David Suarez : « Le réalisme nous fait défaut »

David Suarez

Entraîneur des U19 de l’Amiens SC, David Suarez reste aussi l’attaquant qui a marqué 17 buts lors de la saison 2003/2004 sous le maillot amiénois. Invité de la Tribune des Sports, diffusée chaque lundi sur France Bleu Picardie et animée par Mathieu Dubrulle, l’ancien Toulousain a livré son analyse sur les difficultés offensives de la formation entraînée par Christophe Pélissier.

Une attaque en berne

Muet lors de cinq de ses huit derniers matches, seizième attaque du championnat et une difficulté récurrente à forcer le verrou défensif adverse, Amiens peine à forcer la décision en cette fin de saison. Pour preuve, aucun de ses attaquants n’a franchi la barre symbolique des dix buts cette saison. « Marquer 10-12 buts, c’est la récompense d’un travail collectif. Maintenant, c’est toujours difficile de marquer en professionnel, atteste David Suarez. Cela marche à la confiance, à l’affect et au travail, ça demande beaucoup de générosité. Sur le papier, on a de sacrés buteurs mais il faut parfois aussi des combinaisons et de la complémentarité à ce niveau. »
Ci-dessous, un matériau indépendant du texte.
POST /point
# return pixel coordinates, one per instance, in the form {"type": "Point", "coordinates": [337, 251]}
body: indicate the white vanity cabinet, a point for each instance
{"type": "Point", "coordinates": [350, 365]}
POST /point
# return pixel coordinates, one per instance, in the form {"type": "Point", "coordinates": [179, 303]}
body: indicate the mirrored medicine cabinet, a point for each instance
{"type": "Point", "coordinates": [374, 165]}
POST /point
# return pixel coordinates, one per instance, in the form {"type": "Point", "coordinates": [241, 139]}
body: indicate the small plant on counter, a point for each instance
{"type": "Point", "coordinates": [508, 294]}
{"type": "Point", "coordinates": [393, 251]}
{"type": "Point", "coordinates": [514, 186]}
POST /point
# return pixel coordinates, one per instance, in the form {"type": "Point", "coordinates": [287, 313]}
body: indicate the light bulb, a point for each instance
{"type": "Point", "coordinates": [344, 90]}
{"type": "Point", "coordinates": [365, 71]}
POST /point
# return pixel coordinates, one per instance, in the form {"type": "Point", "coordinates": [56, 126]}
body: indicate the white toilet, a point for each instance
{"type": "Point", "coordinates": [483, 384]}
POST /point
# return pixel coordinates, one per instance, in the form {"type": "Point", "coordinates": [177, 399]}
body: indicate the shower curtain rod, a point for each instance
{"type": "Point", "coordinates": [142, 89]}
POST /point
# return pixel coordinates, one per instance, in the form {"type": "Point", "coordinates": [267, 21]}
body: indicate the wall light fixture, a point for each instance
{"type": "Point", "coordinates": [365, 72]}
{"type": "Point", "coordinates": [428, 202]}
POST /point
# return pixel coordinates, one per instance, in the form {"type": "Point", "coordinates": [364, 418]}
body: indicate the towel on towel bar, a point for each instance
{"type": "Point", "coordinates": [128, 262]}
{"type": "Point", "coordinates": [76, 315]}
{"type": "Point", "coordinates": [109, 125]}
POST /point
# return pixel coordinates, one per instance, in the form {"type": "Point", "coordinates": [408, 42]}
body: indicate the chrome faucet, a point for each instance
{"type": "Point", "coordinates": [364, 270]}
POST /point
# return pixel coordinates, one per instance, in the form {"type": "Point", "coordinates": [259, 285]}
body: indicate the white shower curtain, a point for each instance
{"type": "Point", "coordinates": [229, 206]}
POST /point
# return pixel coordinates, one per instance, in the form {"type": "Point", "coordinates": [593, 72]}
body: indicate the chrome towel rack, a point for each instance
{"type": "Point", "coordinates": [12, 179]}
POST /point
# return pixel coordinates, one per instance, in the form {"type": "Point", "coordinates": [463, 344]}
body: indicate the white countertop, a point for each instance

Or, Christophe Pélissier n’a jamais pu travailler sur la longueur avec certains de ses joueurs, Konaté ou encore Ghoddos ayant manqué de nombreux matches, tandis que d’autres n’ont pas confirmé les espoirs placés en eux, à l’instar de Mendoza ou Otero. De quoi dédouaner les joueurs chargés de pousser le ballon au fond ? « L’attaquant reste le joueur en bout de chaîne. On ne peut pas dire avec certitude que c’est le maillon défaillant actuellement. Amiens éprouve également des difficultés à porter le ballon dans la surface de réparation adverse et ainsi se procurer de véritables situations dangereuses, constate Romain Pechon du 11 Amiénois. La domination est souvent bien stérile. »

Guirassy est bien trop seul

Car si Amiens a souvent eu le contrôle des opérations lors de ses dernières sorties à domicile, il a toujours manqué la dernière passe, le geste juste ou plus encore la combinaison sans le moindre déchet technique pour faire réellement mal à l’adversaire. « Même si c’est plus facile de le dire, c’est dommage de ne pas passer davantage par les côtés, regrette Jérôme Crépin, le président d’Abbeville. Contre Toulouse, par exemple, l’axe défensif a fait un bon match et on s’est un peu entêté à passer par là. » Un problème d’autant plus insoluble que Christophe Pélissier reconnaît que « la qualité offensive fait défaut à l’heure actuelle et ce pour plusieurs raisons ».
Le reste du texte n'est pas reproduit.